Opinión

Los reyes padres

La figura de unos llamados reyes eméritos o “reyes padres” como se les ha conocido también en ciertos momentos pasados, nunca ha sido una figura muy airosa. Se trata de un estado extraordinario que apenas tiene cabida en el sagrado protocolo de la  monarquía porque retrata la condición de un soberano cesante. Es aquel que resigna su corona en vida, y esa actuación no parece muy acorde con los preceptos de una institución en la que el titular del cargo solo deja de ejercerlo cuando fallece, ya se sabe: “el rey ha muerto, viva el rey”.

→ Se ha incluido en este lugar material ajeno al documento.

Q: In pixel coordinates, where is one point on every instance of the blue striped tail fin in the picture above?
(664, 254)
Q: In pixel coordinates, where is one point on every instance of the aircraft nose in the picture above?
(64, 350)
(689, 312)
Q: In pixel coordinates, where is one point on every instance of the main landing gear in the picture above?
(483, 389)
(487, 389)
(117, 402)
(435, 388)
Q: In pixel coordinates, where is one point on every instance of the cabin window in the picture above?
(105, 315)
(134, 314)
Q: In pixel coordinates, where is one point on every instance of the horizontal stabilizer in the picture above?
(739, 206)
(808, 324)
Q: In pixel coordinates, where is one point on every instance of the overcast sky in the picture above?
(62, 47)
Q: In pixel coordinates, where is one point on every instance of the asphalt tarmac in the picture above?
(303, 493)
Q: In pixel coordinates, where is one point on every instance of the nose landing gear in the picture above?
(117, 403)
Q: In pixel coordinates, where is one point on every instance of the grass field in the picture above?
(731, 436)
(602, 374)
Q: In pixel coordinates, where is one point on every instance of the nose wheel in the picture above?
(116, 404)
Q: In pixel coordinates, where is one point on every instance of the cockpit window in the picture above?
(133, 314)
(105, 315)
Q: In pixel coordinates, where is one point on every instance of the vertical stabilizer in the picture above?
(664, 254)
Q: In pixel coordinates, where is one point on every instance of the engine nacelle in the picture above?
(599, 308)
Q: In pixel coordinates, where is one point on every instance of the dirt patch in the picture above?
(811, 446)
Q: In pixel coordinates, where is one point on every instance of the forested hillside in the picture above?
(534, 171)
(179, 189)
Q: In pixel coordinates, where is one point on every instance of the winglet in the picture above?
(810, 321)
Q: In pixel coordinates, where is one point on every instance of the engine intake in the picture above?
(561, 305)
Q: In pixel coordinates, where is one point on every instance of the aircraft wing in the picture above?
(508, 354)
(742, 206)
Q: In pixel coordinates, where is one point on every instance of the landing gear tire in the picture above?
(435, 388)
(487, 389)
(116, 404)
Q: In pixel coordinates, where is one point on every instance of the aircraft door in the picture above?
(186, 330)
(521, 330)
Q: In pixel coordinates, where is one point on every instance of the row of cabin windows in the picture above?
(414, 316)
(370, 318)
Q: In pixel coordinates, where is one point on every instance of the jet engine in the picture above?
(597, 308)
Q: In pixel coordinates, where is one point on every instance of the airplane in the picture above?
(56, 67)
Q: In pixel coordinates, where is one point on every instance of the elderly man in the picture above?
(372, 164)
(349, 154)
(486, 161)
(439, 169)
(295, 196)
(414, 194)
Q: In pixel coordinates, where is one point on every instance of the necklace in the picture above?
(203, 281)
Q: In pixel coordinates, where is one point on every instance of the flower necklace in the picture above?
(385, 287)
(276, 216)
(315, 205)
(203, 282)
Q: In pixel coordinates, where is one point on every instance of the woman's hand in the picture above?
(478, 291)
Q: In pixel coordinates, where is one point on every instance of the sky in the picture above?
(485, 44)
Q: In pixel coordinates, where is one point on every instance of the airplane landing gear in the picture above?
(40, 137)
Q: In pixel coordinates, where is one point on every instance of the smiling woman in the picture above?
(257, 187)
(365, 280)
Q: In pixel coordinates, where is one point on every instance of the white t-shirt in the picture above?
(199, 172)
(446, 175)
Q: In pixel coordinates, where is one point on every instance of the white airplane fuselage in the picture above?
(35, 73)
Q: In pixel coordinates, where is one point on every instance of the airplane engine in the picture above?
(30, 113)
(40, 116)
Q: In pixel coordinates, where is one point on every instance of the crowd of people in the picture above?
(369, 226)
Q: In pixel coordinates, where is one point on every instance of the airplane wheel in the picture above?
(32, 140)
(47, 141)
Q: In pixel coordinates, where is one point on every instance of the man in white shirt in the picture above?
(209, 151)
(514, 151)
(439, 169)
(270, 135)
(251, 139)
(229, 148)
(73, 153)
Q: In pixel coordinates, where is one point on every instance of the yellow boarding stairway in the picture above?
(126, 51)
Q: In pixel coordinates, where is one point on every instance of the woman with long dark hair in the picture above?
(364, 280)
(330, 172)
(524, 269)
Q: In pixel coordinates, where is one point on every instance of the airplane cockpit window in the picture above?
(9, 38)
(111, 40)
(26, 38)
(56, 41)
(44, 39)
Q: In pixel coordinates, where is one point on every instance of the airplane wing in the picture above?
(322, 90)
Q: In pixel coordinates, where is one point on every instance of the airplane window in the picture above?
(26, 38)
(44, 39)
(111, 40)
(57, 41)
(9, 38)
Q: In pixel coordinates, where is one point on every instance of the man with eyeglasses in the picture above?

La condición de eméritos para los monarcas que lo fueron y dejaron de serlo traspasando en vida la corona a su heredero natural, solo la recuerdo yo en toda su dramática y completa expresión, en el caso reciente de Don Juan Carlos, al que una concatenación de hechos  a cual más desafortunado obligo a elaborar sobre la marcha una abdicación expreso antes de que pudieran producirse males peores, y en el caso más lejano de Carlos IV, citado en Fontainebleau junto a su hijo y heredero Fernando VII por Napoleón Bonaparte y protagonizando ambos personajes una situación delirante que terminó otorgando la corona al hermano del emperador francés, el elegante y discreto José conocido por los españoles de entonces como Pepe Botella. Una situación parecida se produjo en el caso de Felipe V aquejado de demencia, al que su esposa la reina Isabel de Farnesio obligó a abdicar en vida en favor del primogénito Luis I. Pero el episodio fue de ida y vuelta. El joven monarca fue coronado, se casó con una princesa gordita que también tenía perdido el seso, contrajo  la viruela, y falleció 229 días después de sentarse en un trono que retornó a su primer propietario, el cual estaba entonces considerablemente más chiflado que cuando lo abandonó. Encerrado en sus aposentos, negándose a comer y a asearse le dejó el reino a la reina Farnesio y se entregó a sus extravíos.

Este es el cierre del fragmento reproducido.